What is the limit of |x-1|/(x-1) as x approaches 0?

a pretty basic question i assume, but i'm very confused. my textbook just says that it does have a limit (that was the original question) but i can't get to the same answer.
here's something i've come up with:
|x-1|=x-1, if x>1 and -(x-1) if x<1
the limit of |x-1|/(x-1)as x->0 from the left would be -(x-1)/(x-1)=-1
the limit of |x-1|/(x-1) as x-> from the right would be (x-1)/(x-1)=1
which then says that the limit of |x-1|/(x-1) as x->0 doesn't exist.
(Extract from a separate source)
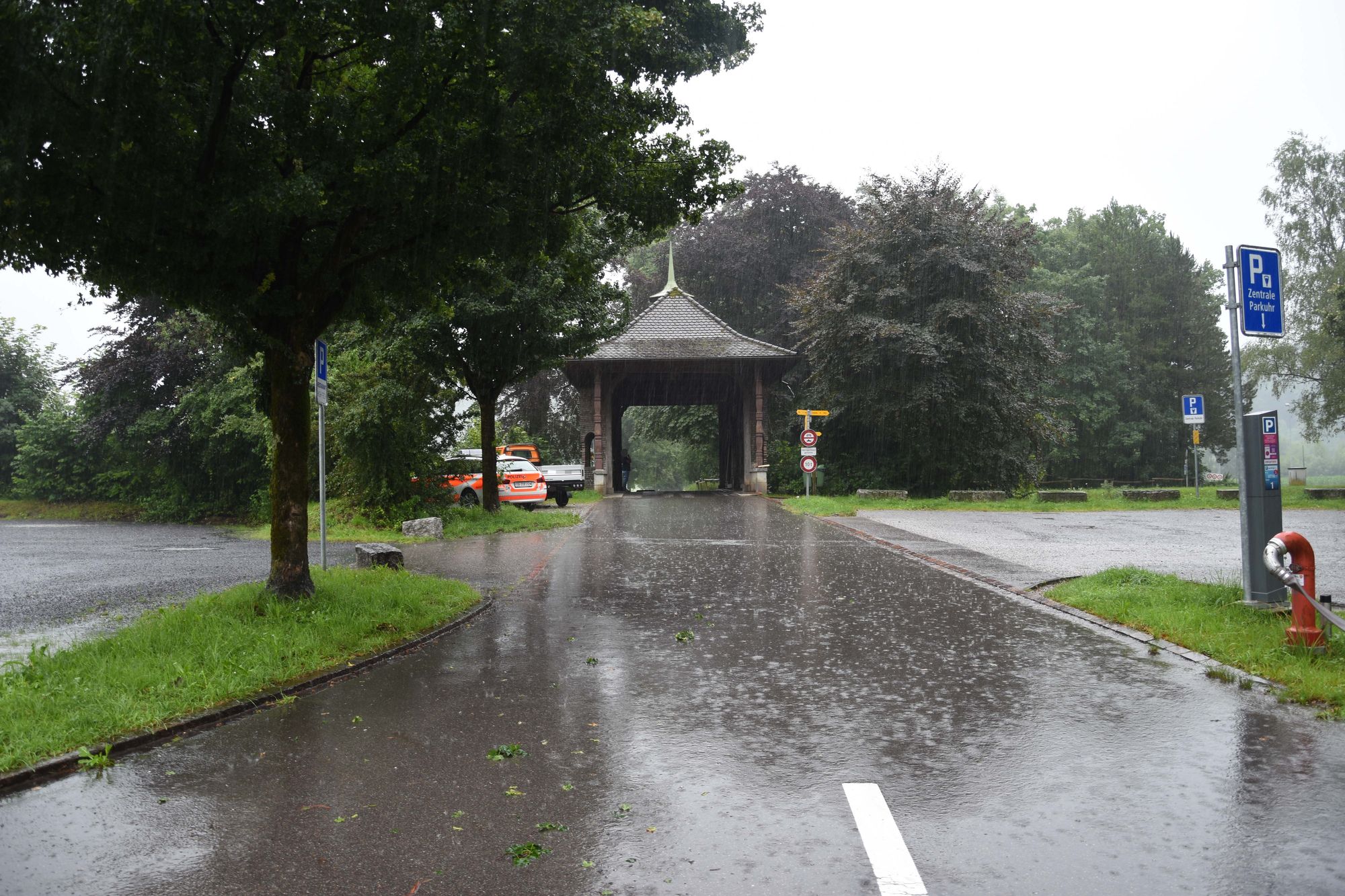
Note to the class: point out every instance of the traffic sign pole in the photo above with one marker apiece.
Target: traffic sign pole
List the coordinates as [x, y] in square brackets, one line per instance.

so i'm a bit lost. thanks in advantage.

1 Answer
Jun 21, 2018

Check below

Explanation:

#|x-1|# is not affected when #x# is near #0#, it is affected when #x# is approaching #1#

#lim_(xto0)(|x-1|)/(x-1)=(|0-1|)/(0-1)=|-1|/(-1)=1/(-1)=-1#

In the case that #x# approaches #1# we'll need to determine if it approaches #1# from the left or right because if #x->1^+# then #x>1# #<=># #x-1>0# which means that the limit would be #lim_(xto1^+)(|x-1|)/(x-1)=lim_(xto1^+)(x-1)/(x-1)=1#

If #x# approaches #1# from the left then #x->1^(-)# which means #x<1# #<=># #x-1<0# and

#lim_(xto1^(-))(|x-1|)/(x-1)=lim_(xto1^(-))(-(x-1))/(x-1)=-1#

Because #lim_(xto1^+)(|x-1|)/(x-1)!=lim_(xto1^(-))(|x-1|)/(x-1)#

#lim_(xto1)(|x-1|)/(x-1)# does not exist.
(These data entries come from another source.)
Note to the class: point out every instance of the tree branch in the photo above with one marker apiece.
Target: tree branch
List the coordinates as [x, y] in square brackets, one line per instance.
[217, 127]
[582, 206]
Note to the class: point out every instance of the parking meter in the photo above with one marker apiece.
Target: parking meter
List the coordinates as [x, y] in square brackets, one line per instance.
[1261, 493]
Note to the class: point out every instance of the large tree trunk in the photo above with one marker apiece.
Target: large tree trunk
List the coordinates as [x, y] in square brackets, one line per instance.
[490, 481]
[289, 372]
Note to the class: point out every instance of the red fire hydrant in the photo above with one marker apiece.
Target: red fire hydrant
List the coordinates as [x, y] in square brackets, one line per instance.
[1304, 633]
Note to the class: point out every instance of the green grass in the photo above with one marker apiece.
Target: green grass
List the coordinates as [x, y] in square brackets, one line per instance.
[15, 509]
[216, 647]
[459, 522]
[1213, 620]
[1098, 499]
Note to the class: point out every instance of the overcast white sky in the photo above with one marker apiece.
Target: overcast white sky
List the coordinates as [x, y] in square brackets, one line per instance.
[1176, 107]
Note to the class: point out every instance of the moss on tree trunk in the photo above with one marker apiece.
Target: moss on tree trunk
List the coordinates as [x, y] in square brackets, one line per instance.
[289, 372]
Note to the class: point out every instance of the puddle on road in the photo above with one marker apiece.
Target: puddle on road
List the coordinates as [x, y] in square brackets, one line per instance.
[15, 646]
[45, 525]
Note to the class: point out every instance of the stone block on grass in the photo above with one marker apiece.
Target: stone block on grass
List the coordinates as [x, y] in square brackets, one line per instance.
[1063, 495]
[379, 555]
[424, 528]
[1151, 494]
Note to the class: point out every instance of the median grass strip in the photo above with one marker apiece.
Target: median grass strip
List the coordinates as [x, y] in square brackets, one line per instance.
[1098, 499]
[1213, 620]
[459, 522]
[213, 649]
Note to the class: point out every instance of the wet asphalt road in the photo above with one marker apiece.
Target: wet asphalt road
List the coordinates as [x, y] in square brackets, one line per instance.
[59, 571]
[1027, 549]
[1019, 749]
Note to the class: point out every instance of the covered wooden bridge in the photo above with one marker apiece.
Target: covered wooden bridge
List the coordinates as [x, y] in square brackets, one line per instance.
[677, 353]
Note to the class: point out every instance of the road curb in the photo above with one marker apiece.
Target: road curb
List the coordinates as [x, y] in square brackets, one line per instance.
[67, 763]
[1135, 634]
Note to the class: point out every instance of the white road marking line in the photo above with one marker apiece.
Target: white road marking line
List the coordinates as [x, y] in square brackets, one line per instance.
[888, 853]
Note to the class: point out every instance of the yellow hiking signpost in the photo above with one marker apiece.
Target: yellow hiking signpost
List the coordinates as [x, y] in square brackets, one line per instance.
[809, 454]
Note: When we say "near" in mathematics we are referring to an infinitesimal small region, #0# is not near #1# so taking the sided limits when #x->0# does not mean that the function will have the same behaviour as if #x# was approaching #1#

graph{|x-1| [-2.03, 3.446, -1.114, 1.622]}
here is a graph of #y=|x-1|# you can see that the sign changes near #1# and not #0#